Healthcare systems were globally shocked by a novel coronavirus, severe acute respiratory syndrome coronavirus 2 (SARS-CoV-2) and the resulting disease, coronavirus disease 2019 (COVID-19). 1–3 On March 11, 2020, COVID-19 was declared a global pandemic by the World Health Organization (WHO).4 By mid-March, transmission of COVID-19 had rapidly accelerated, increasing case counts throughout the United States, and it was found that many patients with severe disease also had common comorbidities such as hypertension, obesity and diabetes .5 6 In the state of Delaware, the first presumptive positive case of COVID-19 was reported by the Delaware Division of Public Health on March 11, 2020.7 In order to mitigate the spread of the virus, the Governor of Delaware declared a state of emergency on March 13, 2020. The weeks that followed included several modifications to the original state of emergency to minimize the spread of the virus.
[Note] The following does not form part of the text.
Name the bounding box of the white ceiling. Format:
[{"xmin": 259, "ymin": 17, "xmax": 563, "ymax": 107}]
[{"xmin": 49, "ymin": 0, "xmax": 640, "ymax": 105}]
In response to the growing pandemic, ChristianaCare Health Services, Inc. (ChristianaCare), which serves the majority catchment area of Northern Delaware and the most populous county in the state, followed suit with its own measures to mitigate spread, postponing all elective procedures in hospitals and all ambulatory practices effective March 17, 2020 to adhere to state and CDC guidelines. The ambulatory services at ChristianaCare adjusted the delivery of healthcare services by reducing the number of in-person visits to minimize the risk to patients and healthcare providers, redirecting patients to telehealth when appropriate. This resulted in a decrease of patient volumes throughout the ambulatory system. With the uncertainty that COVID-19 presented then, the Phase 1 reopening that occurred on June 1, 2020, and the exponential rise in cases occurring now, it is essential to understand how the ambulatory setting will continue to be affected in order to develop proper guidelines.
To understand the impact of the novel virus, scientists rely on community spread models to predict possible transmission. The popular susceptible, infected, and recovered (SIR) epidemiologic model and variations of this model have been used to gauge community spread of a variety of infectious diseases such as influenza and dengue fever.8–12 SIR models have also been applied to inpatient settings to predict hospital capacity regarding admissions, ICU beds, and ventilators.9,11,13,14 In addition to SIR models, the current literature on predicting patient volume varies from descriptive statistics to advanced time series models, with most of the studies that have used time series forecasting models focusing on emergency department and hospital admissions.
Time series forecasting in ambulatory visits prior to the COVID19 pandemic have been described in a few reports.15–22 The most used method for time series forecasting is the Box-Jenkins method otherwise known as the AutoRegressive Integrated Moving Average (ARIMA) model.23 The ARIMA model has been used for its simplicity and flexibility in capturing linear patterns in a time series.17,19−22
The future implications of COVID-19 in healthcare are still unknown, specifically how it will continue to affect the ambulatory landscape. This work aims to inform COVID-19 and nonCOVID-19 ambulatory resources allocation as well as guide ambulatory practices reopening for in-person visits as in-person care might have been delayed. We propose an ARIMA time series model to capture the changes in ambulatory patient volumes as a result of COVID-19.
The primary objective of this study is to accurately forecast the number of COVID-19 and nonCOVID-19 weekly visits in primary care practices. The ability to forecast patient volumes in primary care locations by accurately evaluating the dynamic changes in patient visits and fitting these data to a statistical model is useful for the appropriate allocation of human and material resources for future planning. With the uncertainty that COVID-19 presents, healthcare systems have been adapting their ambulatory practices to adhere to state guidelines and prepare for state reopening phases. Therefore, we developed a time series model that provides an 8-week future forecast for ambulatory practices and compared it to a naïve moving average approach.